Welcome to Shea Ernshaw’s ‘Long Live the Pumpkin Queen’!

I was walking through a department store a couple weeks back, pushing my cart with the new blinds I’d just had cut for the bedroom. I was leaving the electronics section, where I’d just checked to see if there were any cool Nintendo games that I’d somehow missed.

Anyway, the book section is just outside of the electronics section. I don’t generally look at department-store bookshelves, since they’re always stocked with the same handful of cookie-cutter authors who should probably have stopped writing years ago.

But, that day, a single book caught my eye: Long Live the Pumpkin Queen, by Shea Ernshaw. https://www.amazon.com/Long-Live-Pumpkin-Queen-Nightmare/dp/1368069606/ref=sr_1_1?hvqmt=p&mcid=6bce978c039838dfbd3974fa2fc74375

Being a die-hard fan of ANYTHING connected to the classic film The Nightmare Before Christmas, I stopped and flipped through it. Honestly? I assumed that it was a gimmick, probably something that would only appeal to a kid. Besides, I haven’t the foggiest idea who Shea Ernshaw is; the cover says that she’s a ‘#1 New York Times bestselling author.’ But, then, so’s Tom Clancy and he’s terrible.
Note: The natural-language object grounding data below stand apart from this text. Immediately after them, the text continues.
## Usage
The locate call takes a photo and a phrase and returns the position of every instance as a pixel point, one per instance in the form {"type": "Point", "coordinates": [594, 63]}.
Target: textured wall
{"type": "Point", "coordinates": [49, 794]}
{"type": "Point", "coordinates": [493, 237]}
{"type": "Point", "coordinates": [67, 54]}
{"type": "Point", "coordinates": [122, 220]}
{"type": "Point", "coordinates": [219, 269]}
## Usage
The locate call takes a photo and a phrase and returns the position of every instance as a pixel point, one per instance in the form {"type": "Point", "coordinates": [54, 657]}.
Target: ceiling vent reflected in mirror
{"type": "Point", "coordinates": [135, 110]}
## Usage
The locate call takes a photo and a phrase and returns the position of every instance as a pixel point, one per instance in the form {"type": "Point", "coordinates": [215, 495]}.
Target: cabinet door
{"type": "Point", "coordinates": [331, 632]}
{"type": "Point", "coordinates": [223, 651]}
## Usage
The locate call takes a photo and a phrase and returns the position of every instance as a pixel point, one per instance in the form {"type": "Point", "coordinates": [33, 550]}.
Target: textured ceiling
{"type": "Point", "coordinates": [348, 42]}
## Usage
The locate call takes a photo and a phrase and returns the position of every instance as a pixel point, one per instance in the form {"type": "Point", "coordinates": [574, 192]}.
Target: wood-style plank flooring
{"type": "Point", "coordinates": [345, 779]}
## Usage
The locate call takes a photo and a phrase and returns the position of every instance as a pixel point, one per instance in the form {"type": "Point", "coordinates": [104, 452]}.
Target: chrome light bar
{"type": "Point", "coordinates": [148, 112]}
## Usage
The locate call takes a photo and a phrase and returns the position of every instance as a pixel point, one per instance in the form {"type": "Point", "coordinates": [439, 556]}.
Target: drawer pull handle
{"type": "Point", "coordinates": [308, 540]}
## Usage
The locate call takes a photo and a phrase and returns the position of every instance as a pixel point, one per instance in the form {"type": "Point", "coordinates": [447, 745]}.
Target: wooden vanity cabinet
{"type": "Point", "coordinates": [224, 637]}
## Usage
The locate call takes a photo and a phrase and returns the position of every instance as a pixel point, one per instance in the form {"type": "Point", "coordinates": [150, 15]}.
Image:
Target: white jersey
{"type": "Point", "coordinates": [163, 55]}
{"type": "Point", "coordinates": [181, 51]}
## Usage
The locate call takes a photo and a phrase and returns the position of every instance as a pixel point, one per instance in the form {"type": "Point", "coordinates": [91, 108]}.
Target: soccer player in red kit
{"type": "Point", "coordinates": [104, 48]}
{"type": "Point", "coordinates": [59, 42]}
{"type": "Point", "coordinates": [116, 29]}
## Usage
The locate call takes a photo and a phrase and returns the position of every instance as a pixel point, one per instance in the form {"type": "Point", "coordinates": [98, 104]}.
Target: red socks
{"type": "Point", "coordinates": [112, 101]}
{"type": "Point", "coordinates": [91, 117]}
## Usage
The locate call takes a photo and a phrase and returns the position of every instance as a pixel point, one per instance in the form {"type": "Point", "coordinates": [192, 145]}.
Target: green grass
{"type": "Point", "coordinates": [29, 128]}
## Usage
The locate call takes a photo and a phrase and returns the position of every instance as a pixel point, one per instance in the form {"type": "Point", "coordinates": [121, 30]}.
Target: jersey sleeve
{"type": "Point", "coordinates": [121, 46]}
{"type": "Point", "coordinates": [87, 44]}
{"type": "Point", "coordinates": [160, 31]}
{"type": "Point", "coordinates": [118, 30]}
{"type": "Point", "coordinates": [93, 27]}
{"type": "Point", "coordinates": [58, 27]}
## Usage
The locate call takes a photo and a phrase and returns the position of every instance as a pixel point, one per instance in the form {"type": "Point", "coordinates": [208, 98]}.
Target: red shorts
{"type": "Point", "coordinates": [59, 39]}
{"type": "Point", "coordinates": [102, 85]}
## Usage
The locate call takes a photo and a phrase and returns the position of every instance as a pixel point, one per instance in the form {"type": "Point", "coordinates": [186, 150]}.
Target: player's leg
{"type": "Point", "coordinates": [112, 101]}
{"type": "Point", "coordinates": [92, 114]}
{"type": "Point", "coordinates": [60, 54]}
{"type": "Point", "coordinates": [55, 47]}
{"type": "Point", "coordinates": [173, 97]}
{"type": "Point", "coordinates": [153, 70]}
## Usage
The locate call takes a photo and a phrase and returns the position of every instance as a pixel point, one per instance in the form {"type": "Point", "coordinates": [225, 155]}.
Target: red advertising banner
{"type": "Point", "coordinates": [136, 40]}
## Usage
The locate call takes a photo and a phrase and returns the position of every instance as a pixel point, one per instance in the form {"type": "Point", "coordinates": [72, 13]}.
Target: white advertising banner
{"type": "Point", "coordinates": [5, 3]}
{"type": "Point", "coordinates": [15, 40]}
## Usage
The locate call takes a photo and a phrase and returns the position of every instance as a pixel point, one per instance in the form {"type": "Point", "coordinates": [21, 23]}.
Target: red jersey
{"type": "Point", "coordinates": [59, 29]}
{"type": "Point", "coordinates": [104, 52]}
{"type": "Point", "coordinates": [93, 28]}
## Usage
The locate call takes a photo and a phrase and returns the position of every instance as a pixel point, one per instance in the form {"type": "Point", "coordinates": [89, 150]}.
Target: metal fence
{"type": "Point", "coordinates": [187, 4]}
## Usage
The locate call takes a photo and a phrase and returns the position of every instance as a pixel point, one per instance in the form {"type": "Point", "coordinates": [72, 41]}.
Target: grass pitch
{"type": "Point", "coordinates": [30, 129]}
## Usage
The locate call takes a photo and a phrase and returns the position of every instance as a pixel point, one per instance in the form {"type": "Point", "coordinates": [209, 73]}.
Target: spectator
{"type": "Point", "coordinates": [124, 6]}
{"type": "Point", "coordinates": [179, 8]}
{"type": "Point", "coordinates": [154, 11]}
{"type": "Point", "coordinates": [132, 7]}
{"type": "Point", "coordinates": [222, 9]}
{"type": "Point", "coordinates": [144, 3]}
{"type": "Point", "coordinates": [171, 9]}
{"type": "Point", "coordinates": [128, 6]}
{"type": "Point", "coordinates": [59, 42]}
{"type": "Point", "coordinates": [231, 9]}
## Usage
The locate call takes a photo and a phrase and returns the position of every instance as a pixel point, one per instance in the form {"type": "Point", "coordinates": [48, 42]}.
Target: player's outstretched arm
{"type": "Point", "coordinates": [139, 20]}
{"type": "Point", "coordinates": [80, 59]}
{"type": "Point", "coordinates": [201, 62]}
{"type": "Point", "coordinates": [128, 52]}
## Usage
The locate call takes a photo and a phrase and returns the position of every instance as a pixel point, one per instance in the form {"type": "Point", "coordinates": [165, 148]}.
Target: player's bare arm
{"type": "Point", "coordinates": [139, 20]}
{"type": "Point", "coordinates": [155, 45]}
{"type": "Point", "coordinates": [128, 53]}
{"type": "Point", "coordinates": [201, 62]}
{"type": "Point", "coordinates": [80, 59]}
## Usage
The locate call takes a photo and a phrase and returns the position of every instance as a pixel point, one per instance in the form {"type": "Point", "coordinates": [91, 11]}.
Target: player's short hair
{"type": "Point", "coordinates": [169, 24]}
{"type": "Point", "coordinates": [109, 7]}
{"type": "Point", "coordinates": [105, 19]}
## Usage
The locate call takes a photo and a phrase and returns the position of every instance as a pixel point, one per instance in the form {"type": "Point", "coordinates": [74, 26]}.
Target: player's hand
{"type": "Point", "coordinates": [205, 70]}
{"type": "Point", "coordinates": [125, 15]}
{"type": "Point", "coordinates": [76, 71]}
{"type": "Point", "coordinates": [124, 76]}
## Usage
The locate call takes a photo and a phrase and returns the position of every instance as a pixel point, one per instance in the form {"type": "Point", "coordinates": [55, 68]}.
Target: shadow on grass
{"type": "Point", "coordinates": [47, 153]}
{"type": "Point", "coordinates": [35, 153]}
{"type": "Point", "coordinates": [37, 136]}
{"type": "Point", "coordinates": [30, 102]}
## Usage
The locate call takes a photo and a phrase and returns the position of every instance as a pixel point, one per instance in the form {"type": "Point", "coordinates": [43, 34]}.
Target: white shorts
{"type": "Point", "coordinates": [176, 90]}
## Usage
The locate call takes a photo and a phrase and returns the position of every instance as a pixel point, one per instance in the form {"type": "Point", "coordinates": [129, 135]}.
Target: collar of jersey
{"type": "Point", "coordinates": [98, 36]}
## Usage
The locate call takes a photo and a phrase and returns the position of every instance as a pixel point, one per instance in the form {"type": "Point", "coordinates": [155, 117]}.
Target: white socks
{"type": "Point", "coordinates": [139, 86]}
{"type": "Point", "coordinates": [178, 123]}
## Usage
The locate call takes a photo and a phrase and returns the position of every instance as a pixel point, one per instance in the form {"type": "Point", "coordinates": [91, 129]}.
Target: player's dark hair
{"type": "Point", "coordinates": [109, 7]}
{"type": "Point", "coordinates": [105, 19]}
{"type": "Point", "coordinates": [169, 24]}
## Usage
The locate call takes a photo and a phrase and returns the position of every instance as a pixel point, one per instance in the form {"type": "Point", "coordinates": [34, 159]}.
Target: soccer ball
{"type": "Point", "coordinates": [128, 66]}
I was immediately stricken by the lush, dream-like quality of the writing:

Jack leans forward, eyes damp at the edges, and presses his grave-cold mouth to mine—and my seams feel like they’re going to fray and burst, like they can’t contain this swollen, chest-widening feeling rupturing through me. A feeling so strange and unknown and peculiar that it makes me dizzy. Makes my head swim, my legs teeter.

Jack and I are married.

He wipes away the tear streaming down my cotton cheekbone to my chin and looks at me like his own chest is about to fracture. And for a moment, I’m certain I’m certain they should bury us both here, at the center of the graveyard. Married, and died on the same day. Unable to contain the unspeakable, awful, wondrous emotion breaking against our eyelids.

The dreadful residents of Halloween Town applaud, tossing tiny dwarf spiders at our as we leave the cemetery, and the warmth in my chest feels like bats clamoring for a way out of my rib cage. Trying to break me apart.

I am now Sally Skellington.

The Pumpkin Queen.

And I’m certain I will never again be as happy as I am right now.

I closed my eyes for a second, hearing in my mind’s ear the soft moaning of wind through the dead trees as the fallen leaves rustled along the ground. I could hear the werewolf’s mournful howl in the distance, answered by the playful barking of Zero the ghost dog …

Well, that settled it! Into my cart went Long Live the Pumpkin Queen, right next to the blinds.

The book is just as well plotted as it is lushly written. The tension is almost unbearable as the Sandman—escaped from Dream Town—makes his inexorable way through the holiday lands, putting everyone into a deep, dreamless sleep. It falls to Jack Skellington’s new bride to keep the holidays from going forever extinct …

I’ll definitely be reading more by Shea Ernshaw, if for no other reason than her hypnotic use of prose. She’s amazingly talented, and I thoroughly enjoyed her tale—doubly so since it was set in a such a familiar, nostalgic setting. I particularly enjoyed the portrayal of Dr. Finkelstein, fleshing him out as a true icon of evil.

I found only one flaw in the book, which wouldn’t have bothered me except for one thing: By virtue of its subject matter, this book will inevitably appeal to young readers. For a time, a vampire brother fell in love with Mr. Hyde, and a witch sister with the mayor.

There is another, similar reference, which is two too many. Look, y’all, I’ve enjoyed—and even promoted—books that have sexual deviancy as a plot element. But I’m an adult! There is NEVER an excuse to put such references in a book for young readers!

Was that Ms. Ernshaw’s doing? Was she trying to be subtly ‘woke’? Or was it done at Disney’s bidding? After all, John Nolte—one of my favorite journalists—always refers to the company as ‘The Disney child grooming syndicate.’ Whosoever idea it was, inserting such elements into a book peddled to young people is inexcusable.

That having been said, it certainly didn’t ruin the book for me although I wouldn’t give it to a seven-year-old.

All in all, Long Live the Pumpkin Queen was a dream-like, gripping tale reminiscent of the likes of Ray Bradbury or Daphne du Maurier. Five stars!!!